Oftentimes women complain that they hate going to the gynecologist because they don’t like the procedures. Sometimes it is likened to going to the dentist but more uncomfortable and personal. I can’t say that my reasons are related to the procedures. In fact, what makes me most uncomfortable about the speculum is the historical exploitation of black women whose bodies were violated as subjects in the development of this tool.
I also cannot say that I dislike the intimate discussions about my personal life and habits. Ideally this space should be like going to a mental health therapist where I would have an opportunity to learn about my body, my habits, and my emotional well-being without feeling less than or abnormal. Unfortunately this is not what happens.
Why do I have such idealistic notions regarding the possibilities of a gynecological visit, you might ask? Well I have had phenomenal experiences early in my life that suggest that my ideas about gynecological safe spaces could be the norm. I want to take a quick moment to shout out three good experiences out of numerous horrific encounters. Nurse Fuqua at Spelman College Health Center, a black woman who taught me to feel powerful as a sexual being and to be cautious. Dr. Martin Dukes, a retired black male doctor who always made sure to have another person present and was deliberate about making me as comfortable as possible in the exam room. The Feminist Women’s Health Clinic in Atlanta has been a “breath of fresh air.” I engaged in real-talk with the white female nurse practitioner (whose name I cannot remember) and was treated like a grown up worthy of dialogue and not health-insurance-speak. Unfortunately I the FWHC cannot function as my primary health provider.
So I have told you the good, now here are three ridiculous scenarios I have experienced myself and one disturbing story I have been told by many friends, who are black women.
1. Most recently I went to a gynecologist at a clinic and the black female doctor was so extremely rude and rough that I literally left in pain and with an unhealthy fear of returning. When I came back to get test results I brought a friend, who at one point actually asked the doctor to leave the room. I wanted to do violence, and those who know me know that is out of character.
2. In 2009 I went to black female doctor and during my examination I requested an AIDS test, and she replied, “but aren’t you married.” (Strike one, two, and three–you cannot be my doctor).
3. In 2008 I was having pain in my uterine area and was going to “holistic” black female doctor who gave me an ultrasound which indicated that my ovary was attached to my uterine wall. Even though the pain was on the opposite side of my uterus she suggested outpatient surgery. The background story is that she had identified that my estrogen levels were high and that I drank soymilk regularly. It turned out nothing was wrong, I stopped drinking soymilk and the pain went away instantly, and realistically as second ultrasound (which is cheaper and less invasive) would have revealed that my ovary was not attached to my wall. Needless to say that was my last visit there.
4. Over the past few years I have been having this discussion about finding a good gynecologist. I am very disturbed that one of the main reasons why many women I know indicate that they stopped going to the gynecologist altogether is because they would go for an annual exam and get a lecture on weight loss and BMI. Now it is one thing for a doctor to have a holistic discussion about healthy bodies. It is something totally different to peddle weight loss programs and pharmaceutical drugs in a gynecological space, especially if it has no bearing on the concerns that bring women into the space.

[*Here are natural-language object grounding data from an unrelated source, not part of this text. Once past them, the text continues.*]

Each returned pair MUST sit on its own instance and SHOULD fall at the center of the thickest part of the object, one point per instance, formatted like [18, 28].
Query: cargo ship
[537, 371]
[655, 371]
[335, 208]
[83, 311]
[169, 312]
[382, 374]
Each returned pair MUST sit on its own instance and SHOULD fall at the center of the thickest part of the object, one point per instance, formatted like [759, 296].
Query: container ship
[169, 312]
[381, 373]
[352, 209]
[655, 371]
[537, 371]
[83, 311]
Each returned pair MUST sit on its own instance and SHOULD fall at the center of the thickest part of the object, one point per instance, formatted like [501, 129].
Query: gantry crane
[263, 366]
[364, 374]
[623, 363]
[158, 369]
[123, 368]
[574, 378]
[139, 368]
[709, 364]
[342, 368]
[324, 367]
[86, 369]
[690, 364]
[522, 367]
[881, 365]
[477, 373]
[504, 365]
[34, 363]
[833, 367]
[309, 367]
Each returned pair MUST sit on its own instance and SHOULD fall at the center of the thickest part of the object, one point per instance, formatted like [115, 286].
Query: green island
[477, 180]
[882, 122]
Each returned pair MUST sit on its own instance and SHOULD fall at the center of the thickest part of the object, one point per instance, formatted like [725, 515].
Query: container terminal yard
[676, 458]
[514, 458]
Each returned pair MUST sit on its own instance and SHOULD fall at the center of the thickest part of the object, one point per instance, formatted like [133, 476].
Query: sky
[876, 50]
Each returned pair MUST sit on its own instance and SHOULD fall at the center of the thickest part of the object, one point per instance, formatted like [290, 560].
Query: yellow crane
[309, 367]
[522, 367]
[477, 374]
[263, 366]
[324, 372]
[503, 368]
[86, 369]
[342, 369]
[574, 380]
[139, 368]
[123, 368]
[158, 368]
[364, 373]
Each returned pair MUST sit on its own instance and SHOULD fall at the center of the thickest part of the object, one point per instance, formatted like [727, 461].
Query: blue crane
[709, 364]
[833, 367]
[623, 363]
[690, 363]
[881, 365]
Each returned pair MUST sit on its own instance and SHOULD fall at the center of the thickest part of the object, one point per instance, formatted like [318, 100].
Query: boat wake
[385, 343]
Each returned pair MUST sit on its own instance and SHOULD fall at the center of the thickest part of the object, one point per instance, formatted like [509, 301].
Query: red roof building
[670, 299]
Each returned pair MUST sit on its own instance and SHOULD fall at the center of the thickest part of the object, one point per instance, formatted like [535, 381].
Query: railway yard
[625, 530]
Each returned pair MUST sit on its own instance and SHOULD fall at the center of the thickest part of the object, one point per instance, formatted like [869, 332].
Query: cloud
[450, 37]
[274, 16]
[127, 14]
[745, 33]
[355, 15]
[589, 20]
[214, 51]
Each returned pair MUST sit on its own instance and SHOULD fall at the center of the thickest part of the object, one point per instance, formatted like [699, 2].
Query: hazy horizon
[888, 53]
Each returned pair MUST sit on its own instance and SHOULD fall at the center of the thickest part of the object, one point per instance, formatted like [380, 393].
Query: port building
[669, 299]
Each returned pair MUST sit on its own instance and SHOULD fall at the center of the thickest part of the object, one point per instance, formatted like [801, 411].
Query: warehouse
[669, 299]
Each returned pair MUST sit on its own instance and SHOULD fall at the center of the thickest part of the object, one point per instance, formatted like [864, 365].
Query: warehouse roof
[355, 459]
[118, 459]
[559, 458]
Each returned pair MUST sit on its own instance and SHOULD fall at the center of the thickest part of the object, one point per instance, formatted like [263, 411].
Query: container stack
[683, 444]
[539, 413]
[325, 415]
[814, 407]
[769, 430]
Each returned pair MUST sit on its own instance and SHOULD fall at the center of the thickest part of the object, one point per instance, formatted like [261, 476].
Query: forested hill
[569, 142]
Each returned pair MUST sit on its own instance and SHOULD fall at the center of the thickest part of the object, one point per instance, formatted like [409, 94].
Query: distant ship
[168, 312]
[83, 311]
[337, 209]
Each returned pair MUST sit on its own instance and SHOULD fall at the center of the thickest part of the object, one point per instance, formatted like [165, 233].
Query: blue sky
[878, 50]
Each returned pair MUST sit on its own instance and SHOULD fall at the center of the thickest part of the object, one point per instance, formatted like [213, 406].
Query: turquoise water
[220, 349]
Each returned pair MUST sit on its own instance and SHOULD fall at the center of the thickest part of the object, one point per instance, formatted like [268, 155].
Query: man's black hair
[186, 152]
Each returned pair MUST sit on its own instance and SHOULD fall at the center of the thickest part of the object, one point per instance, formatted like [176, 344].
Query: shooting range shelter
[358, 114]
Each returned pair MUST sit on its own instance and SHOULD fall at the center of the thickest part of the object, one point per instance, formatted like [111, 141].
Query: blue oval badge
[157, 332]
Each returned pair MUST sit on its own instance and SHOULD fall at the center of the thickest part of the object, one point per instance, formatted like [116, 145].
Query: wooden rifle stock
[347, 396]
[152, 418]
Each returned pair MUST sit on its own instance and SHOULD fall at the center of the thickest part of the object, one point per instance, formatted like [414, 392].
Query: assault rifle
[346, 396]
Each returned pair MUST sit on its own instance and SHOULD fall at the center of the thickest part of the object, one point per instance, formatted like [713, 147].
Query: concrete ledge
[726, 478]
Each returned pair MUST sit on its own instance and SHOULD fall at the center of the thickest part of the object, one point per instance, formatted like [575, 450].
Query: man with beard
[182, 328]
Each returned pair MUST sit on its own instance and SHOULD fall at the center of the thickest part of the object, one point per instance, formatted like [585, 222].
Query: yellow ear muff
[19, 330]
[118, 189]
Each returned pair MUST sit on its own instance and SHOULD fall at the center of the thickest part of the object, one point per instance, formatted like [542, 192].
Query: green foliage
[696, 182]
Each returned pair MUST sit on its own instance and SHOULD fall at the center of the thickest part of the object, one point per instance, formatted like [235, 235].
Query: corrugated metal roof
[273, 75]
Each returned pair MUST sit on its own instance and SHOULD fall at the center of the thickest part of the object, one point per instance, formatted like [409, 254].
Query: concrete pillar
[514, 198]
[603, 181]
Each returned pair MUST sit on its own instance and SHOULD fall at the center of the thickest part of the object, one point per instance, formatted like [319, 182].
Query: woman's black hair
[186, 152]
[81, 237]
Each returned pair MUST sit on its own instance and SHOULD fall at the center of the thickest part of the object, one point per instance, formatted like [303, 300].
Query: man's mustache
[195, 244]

What am I looking for in a gynecological relationship?
1. Access–I don’t want to wait 6 months to see my doctor about a yeast infection.
2. Dialogue–I need them to respect me enough to give me non-scripted explanations provided by pharmaceutical and insurance companies. I want to know why you are asking particular questions about recreational drug use and how that is related to my uterine health.
3. Be gentle and kind–Recognize that internal investigations and treatments are intimate and have emotional costs.
4. Be supportive–If I am in good health, don’t target me for weight loss products and leave my body esteem intact.
5. Respect me–If I have particular concerns address them to the best of your ability and refer me to someone else if you cannot. Furthermore, don’t require me to fit into a normalized lifestyle to receive excellent care, know your craft and treat me as an individual.
As you can see, I have a commitment to supporting black female and women-of-color doctors, but honestly my best experiences have been with female nurse practitioners. It is not my intent to suggest that black female doctors are not good gynecologists, my experiences suggest this but I simply refuse to believe it. Ultimately, I want to open up some dialogue about the right to have good gynecological experiences. What are some of your good/bad/ugly stories? What are you looking for? What have you found?